La dégradation de la route reliant Taba à Makamba complique les déplacements et freine les échanges commerciaux. En 2022, les efforts communautaires ont permis une réhabilitation partielle, mais chaque saison des pluies laisse de nouveau la chaussée impraticable. Cette route est pourtant stratégique car, une fois modernisée, elle constituerait un axe clé vers la Tanzanie et ainsi redynamiserait l’économie locale et régionale.
La route Taba–Makamba revêt une importance stratégique non négligeable.

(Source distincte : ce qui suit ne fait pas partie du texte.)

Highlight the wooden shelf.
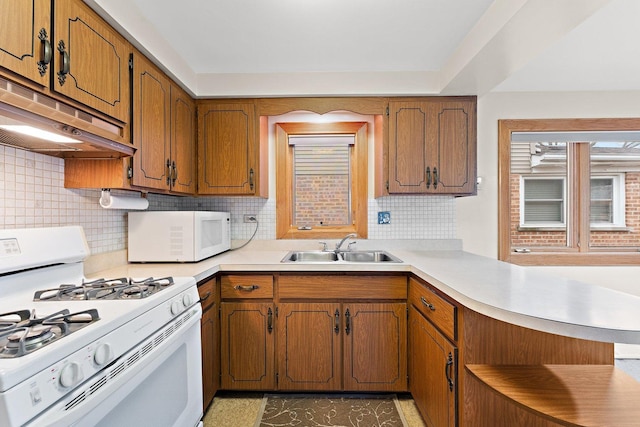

Au sud du pays, la route Taba-Makamba relie deux provinces à savoir : Bururi et Makamba. Cette route est aujourd’hui dans un état de dégradation tel qu’elle fait l’objet de nombreuses plaintes de la part des usagers. Nids-de-poule à répétition, ralentissements incessants… Les passagers se plaignent de trajets interminables tandis que les transporteurs dénoncent une usure accélérée de leurs véhicules.
Victor Nshimirimana se rend occasionnellement à Makamba depuis Bujumbura où il habite. Les quelques rares fois qu’il prend ce trajet, il préfère passer par la route Taba-Makamba au lieu de prendre la Route Nationale numéro 3 qui, pour lui ,est presqu’inexistante. La dernière fois qu’il avait passé par la route Taba-Makamba c’était en 2023: « cette route passait normalement et j’avais juré de ne plus passer par la RN3. Mais regarde-la aujourd’hui. Je vais finir par abandonner de me rendre à Makamba tout simplement », dit-il. Si Nshimirimana peut facilement décider de ne plus faire ce trajet, ce n’est pas le cas pour Jeanine Iradukunda, commerçante à Bururi qui se rend régulièrement à Makamba pour s’approvisionner en différentes marchandises. Elle raconte que la dégradation de cette route lui cause des pertes tant en temps mis pour boucler ler le trajet qu’en frais de déplacement, car les transporteurs profitent de l’état de cette route pour augmenter les coûts de transport. Aujourd’hui, il faut entre une heure et demie et deux heures pour faire ce trajet et beaucoup plus que cela pendant la saison des pluies. « Les itinéraires alternatifs sont non seulement longs, mais ,coûteux. Pour nous, les commerçants, il ya risque de travailler à perte », dit-elle. Elle demande que cette route soit réhabilitée dans les brefs délais.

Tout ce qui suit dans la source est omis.